“Math literacy is the key to 21st century citizenship.”
We are so excited to bring the opportunity of The Algebra Project to Allison School and Twin Rivers Unified School District. The Algebra Project was founded in 1982 by a Harlem-born and Harvard-educated Civil Rights’ leader, Dr. Robert P. Moses through the use of his MacArthur Fellowship award. Over the past two decades, AP grew from teaching math in one school in Cambridge, MA, to more than 200 middle schools across the country by the late 1990s, developing successful models of whole-school and community change. Now it has expanded into the elementary school.
AP’s unique approach to school reform intentionally develops sustainable, student-centered models by building coalitions of stakeholders within the local communities, particularly the historically underserved population. Since 2000, we have continued to provide the context in which students, schools, parents and communities maximize local resources and take ownership of their own community building and mathematics education reform efforts, which now include high school as well as middle grade initiatives. We have built a strong coalition between Allison School, California Teachers Association, The Institute for Teaching, UC Davis, Sacramento Valley Organizing Community, California State University Sacramento and Twin Rivers Unified School District.
The civil rights work in the 1960s culminated in the national response to protect a fundamental right: the right to vote. Our current work seeks a national response to establish a fundamental right: the right of every child to a quality public school education.

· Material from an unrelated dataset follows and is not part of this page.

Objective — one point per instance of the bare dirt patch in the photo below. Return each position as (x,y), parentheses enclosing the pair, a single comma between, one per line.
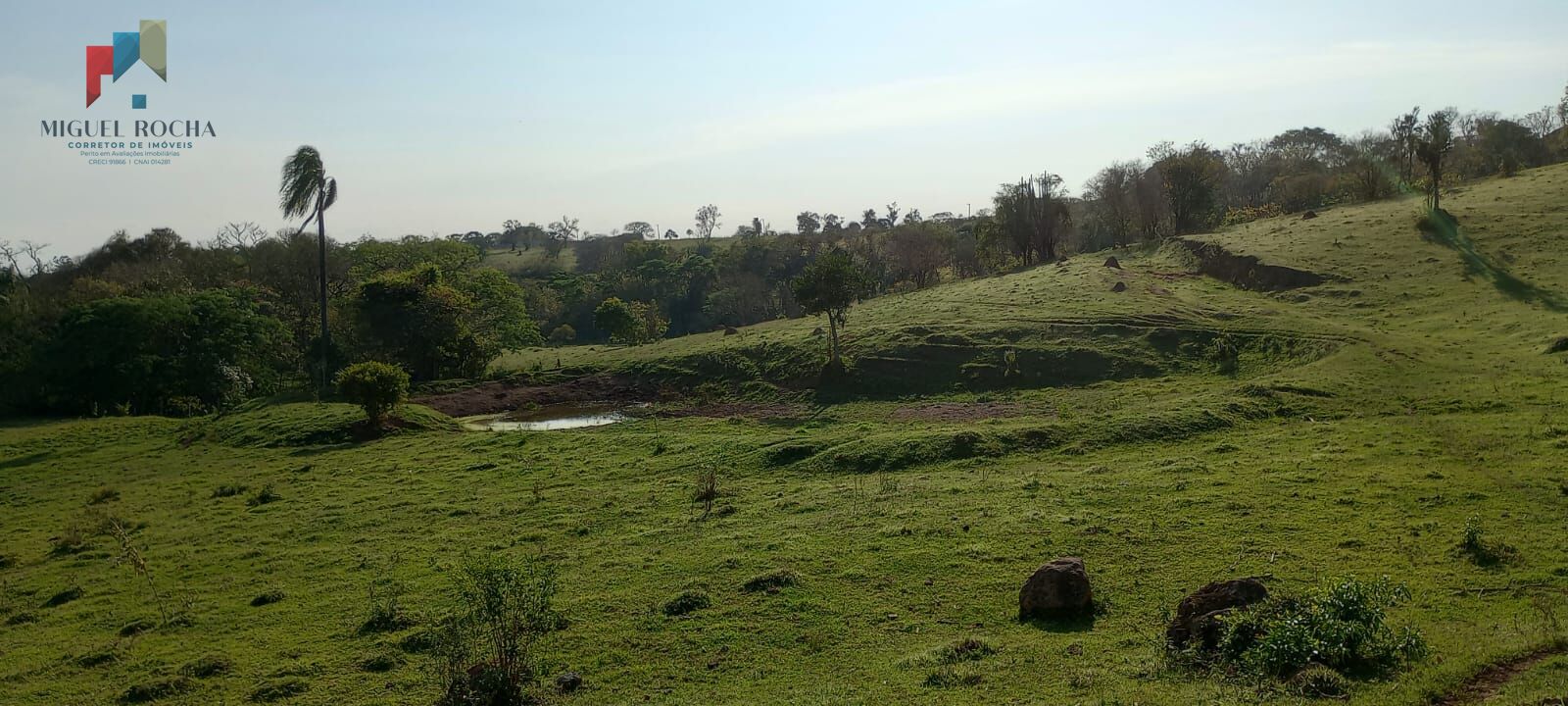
(1489,681)
(752,410)
(960,412)
(502,397)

We are excited to bring the Algebra Project to Allison School in the Twin Rivers Unified School District. We have been working on this for the past two years. We have attended trainings, meetings and conferences in order to bring this innovative approach to math to the Allison School Community.
Our program begins with two Family Math Nights in April and May of 2009. For the Fall of 2009, we will have field trips, daily activities and an after school component. (The after school piece will be like an “academy” and will run for six weeks). We will also have another after school academy in Spring 09 also lasting six weeks. We will be imbedding the pedagogy of The Algebra Project throughout our math lessons during the regular school day as well. The Family Math Nights will also continue throughout the 09-10 school year.
Thank you to the IFT and the dedicated funding from CTA members, which has enabled this project to grow from a dream to a real start at community based change through teacher driven reform. Through the work of Wendy Gallimore and Danalynn Zacharias and the support of the above mentioned stakeholders, the Allison School community will produce students who are ready to attend college and truly become participating citizens in our democracy.
The next Family Math Night will be at Allison School on May 20, 2009.